Los enreda con nudos y brujería.
Ya no hay quien salga del barco de la locura.
A pesar de todo. A pesar de las mareas.
A pesar de los contrapuntos, contradicciones y exclamaciones.

Cuenta la leyenda
que estas redes brotan raíces en los estómagos
para que a cada paso dirección huida
se le rompan las razones
y sólo encuentre las de quedarse.

Si esto es cuento o carne y hueso,
señores, no podría asegurarlo.
Pero vengan, (com)pruébenlo ustedes mismos.
Porque cuenta la leyenda…

  
Con el barco un poco más azul
la piel roja
y el ansia amarilla,
jugamos un parchís de emociones
donde no sólo controla el azar(t).

Primera norma: no seguir las normas.
La estrategia, estar unidos.
Olvidarse de vivir es hacer trampa
aunque de vez en cuando,
te coman (ficha).
Pero es que es lo que tienen
los juegos del azar(t).


Hace ya ocho atardeceres,
exuberantes de color
y depredadores del cielo…
Hace exactamente ocho atardeceres
exhibicionistas y soberbios,
que fondeamos frente a la isla de Aix.
Una isla con una aparente desolación
que nos muestra sus cicatrices
y cuenta sus historias de fortalezas y grandes batallas.
Nosotros la consolamos entonces:
“Nuestras conquistas son diferentes;
atrapamos curiosidad, ofrecemos arte y locura
y al liberar sus cadenas,
encuentran en sus bolsillos
algo de magia, una pizca más de cordura.”

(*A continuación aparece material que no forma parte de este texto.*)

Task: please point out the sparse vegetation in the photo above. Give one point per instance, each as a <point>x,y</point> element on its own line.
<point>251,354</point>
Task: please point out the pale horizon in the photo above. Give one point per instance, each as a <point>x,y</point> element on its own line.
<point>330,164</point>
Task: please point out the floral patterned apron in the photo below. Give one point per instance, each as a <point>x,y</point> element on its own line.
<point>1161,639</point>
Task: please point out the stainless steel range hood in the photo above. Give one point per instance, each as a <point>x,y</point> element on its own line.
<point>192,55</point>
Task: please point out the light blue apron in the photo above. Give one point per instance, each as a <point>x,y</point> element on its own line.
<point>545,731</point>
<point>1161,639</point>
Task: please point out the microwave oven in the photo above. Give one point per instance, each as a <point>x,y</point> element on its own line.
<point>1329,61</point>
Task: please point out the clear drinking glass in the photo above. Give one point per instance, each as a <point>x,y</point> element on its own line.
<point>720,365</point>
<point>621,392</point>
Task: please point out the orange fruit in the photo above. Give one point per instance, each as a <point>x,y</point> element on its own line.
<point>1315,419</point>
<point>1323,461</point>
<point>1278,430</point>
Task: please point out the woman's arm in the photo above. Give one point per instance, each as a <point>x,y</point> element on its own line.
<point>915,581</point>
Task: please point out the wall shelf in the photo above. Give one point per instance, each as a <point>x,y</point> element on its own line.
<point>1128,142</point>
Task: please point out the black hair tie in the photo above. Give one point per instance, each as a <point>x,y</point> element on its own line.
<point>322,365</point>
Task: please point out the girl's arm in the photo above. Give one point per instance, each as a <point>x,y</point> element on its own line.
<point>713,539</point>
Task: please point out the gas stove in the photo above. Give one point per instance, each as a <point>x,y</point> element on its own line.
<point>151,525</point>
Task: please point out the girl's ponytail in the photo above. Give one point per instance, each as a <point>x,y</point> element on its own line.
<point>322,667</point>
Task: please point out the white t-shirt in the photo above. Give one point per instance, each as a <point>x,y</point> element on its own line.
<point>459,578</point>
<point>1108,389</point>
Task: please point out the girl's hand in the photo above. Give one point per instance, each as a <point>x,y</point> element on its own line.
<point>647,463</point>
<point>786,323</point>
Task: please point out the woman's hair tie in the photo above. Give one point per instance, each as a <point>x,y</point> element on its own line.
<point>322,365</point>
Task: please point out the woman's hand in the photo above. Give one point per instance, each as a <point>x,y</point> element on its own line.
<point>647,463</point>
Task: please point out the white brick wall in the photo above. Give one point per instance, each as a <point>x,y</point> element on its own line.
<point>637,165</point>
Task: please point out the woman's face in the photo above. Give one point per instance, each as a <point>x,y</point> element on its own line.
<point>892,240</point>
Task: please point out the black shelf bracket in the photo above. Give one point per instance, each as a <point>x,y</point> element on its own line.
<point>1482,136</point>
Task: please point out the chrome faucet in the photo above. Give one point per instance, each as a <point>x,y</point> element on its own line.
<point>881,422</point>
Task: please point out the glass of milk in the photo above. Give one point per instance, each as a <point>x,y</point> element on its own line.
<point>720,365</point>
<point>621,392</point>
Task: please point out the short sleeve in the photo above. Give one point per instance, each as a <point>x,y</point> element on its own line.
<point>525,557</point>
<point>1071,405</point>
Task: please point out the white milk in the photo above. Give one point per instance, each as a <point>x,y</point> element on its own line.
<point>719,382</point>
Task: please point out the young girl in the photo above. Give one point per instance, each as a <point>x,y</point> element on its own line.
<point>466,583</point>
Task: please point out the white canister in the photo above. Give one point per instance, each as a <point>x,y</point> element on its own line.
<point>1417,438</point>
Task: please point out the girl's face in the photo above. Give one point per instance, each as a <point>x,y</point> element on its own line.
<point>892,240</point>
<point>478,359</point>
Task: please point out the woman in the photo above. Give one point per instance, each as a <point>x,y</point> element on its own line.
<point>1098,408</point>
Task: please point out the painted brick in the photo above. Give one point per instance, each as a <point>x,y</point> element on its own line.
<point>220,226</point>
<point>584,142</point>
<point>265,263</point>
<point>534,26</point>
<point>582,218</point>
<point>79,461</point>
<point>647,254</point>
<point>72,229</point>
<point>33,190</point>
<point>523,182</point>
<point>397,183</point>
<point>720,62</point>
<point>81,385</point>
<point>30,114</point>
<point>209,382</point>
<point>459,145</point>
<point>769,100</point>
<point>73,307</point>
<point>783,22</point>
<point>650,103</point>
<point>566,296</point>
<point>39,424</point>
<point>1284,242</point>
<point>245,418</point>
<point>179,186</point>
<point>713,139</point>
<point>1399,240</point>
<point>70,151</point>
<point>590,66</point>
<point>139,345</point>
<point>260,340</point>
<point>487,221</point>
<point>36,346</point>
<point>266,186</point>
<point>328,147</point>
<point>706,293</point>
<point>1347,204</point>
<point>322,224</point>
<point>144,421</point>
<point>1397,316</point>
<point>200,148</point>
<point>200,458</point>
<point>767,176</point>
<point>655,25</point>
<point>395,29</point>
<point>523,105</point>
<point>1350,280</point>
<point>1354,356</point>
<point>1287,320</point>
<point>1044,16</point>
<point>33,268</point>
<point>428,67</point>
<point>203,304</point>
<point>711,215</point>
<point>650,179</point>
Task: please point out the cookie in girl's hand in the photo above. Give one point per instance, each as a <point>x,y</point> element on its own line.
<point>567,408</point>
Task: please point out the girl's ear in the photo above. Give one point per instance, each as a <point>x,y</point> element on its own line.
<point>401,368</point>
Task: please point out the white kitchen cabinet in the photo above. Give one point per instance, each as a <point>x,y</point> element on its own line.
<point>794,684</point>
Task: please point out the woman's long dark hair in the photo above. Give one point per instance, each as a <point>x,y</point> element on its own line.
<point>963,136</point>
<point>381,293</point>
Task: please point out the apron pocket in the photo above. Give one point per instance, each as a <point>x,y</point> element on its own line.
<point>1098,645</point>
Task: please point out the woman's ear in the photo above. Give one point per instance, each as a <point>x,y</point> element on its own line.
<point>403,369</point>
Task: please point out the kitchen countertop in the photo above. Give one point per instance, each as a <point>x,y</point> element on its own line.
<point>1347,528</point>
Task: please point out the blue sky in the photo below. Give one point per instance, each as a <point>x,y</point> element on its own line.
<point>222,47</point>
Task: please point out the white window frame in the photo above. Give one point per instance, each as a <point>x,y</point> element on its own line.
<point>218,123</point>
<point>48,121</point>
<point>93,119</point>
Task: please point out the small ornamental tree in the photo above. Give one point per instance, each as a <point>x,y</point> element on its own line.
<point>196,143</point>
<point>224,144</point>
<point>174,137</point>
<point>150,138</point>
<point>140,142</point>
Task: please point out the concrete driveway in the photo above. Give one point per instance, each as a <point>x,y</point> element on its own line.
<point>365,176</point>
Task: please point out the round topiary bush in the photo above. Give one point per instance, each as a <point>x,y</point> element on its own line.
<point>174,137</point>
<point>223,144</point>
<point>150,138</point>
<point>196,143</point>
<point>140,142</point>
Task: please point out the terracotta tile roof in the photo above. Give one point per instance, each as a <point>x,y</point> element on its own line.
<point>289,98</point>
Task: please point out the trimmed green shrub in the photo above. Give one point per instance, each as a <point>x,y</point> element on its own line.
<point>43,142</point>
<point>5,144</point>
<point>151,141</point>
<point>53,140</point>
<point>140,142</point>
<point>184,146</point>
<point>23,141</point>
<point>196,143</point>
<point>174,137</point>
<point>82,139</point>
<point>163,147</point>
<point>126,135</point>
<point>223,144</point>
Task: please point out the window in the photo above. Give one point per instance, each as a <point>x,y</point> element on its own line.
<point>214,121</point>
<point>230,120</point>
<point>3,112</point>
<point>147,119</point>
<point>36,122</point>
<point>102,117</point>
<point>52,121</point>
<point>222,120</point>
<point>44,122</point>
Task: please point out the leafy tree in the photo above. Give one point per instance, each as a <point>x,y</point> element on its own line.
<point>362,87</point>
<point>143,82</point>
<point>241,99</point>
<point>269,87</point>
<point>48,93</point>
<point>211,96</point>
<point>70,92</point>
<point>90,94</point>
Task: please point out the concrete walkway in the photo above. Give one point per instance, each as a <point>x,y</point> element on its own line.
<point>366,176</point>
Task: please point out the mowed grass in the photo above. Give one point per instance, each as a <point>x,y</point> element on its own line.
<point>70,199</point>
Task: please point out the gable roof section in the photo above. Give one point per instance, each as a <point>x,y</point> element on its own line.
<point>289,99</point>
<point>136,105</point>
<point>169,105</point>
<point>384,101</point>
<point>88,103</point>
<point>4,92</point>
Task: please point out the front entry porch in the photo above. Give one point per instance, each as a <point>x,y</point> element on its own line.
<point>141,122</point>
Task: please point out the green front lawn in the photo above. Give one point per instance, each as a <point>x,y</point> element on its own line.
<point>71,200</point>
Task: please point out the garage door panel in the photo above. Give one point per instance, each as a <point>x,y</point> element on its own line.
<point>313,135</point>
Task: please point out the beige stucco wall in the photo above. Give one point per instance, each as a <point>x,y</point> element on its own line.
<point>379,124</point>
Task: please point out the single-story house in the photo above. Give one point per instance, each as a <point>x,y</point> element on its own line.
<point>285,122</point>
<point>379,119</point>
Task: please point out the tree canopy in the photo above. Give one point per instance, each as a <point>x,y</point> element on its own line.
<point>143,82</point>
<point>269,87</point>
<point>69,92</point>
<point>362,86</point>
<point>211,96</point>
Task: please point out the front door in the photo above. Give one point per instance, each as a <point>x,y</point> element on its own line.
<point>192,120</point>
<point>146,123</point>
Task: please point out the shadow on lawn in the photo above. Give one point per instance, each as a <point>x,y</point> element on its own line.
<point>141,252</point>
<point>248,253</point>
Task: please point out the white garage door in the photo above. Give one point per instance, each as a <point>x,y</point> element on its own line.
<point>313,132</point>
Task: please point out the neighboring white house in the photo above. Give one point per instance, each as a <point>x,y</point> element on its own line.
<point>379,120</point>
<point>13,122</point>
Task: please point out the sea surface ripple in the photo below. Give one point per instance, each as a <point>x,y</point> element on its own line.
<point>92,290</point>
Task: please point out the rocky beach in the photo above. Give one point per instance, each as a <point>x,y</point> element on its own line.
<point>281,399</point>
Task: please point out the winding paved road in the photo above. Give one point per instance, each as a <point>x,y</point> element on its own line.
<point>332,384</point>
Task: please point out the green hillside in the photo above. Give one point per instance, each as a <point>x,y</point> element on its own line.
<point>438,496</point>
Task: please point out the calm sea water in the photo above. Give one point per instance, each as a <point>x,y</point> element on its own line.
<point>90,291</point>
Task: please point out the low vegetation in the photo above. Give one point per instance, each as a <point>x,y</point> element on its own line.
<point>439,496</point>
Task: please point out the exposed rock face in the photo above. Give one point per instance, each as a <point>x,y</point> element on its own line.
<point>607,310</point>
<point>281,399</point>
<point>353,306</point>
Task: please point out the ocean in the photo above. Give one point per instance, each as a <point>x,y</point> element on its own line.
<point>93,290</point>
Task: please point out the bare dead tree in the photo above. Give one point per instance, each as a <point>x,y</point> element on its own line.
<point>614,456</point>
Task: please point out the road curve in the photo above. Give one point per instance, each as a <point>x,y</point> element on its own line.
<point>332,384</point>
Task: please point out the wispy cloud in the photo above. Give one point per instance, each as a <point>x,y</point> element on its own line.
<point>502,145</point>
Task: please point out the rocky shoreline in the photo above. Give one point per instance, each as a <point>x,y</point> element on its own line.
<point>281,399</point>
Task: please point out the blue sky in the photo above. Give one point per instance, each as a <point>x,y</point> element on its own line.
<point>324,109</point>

La isla entonces se tranquiliza.
Nos envía barcos que nos acercan a tierra
o se acercan curiosos por la conquista.
Nos azota con el viento y la lluvia
si abusamos de su confianza
o baja la marea
si quiere jugar más rato.

El aire que nos brinda,
se compone de una sustancia
a la que llaman tranquilidad.
Esa tranquilidad intranquila que uno siente
cuando sabe que algo grande se acerca.
Se acerca de puntillas, cariñoso.
Escondiendo los dientes
que atacarán más adelante.
A diferencia de que ahora somos fiera
y también presa.
  

Todo ha cambiado desde que soltamos amarras.
La inquietante espera explotó
en un estallido de olas
y turnos cada dos horas.
Atrás han quedado las despedidas,
ahora es un irnos constante
y hasta los mejillones se preguntan
dónde están sus raíces.

No queda ya más rutina
que las exigencias del presente.
No queda ya más reloj
que las manecillas del sol y las mareas.

Ahora el concierto es diferente:
A los instrumentos de viento, las banderas
el motor a la percusión
los de cuerda, todo aquello que olvidamos amarrar.
Y de la danza ya se encarga el agua en su depósito.
Lo importante es que toquemos todos al mismo son,
El
  son
     de
       las
          olas 
              del

                Atlántico.


El eco de quinientos zapatos
al son de una despedida.
El eco de unos pies
queriendo agarrar el suelo y el tiempo,
obviando que el mar no tiene raíces
y al barco ya no lo amarran
ni las sirenas.

El eco de unos aplausos
de risas, algunas lágrimas
abrazos y esas palabras
que sólo se sacan
en ocasiones de despedida.
El eco de una fanfarria, el eco de gaviotas, el eco de pescadores que traen congrios o alguna merluza, el eco de la lluvia, de la mañana, el eco de un irrintzi…
El eco.

Sólo queda eso,
el eco.
Aunque ya sabemos que el
eco…
deja huella en los tímpanos
y riega de música, el corazón.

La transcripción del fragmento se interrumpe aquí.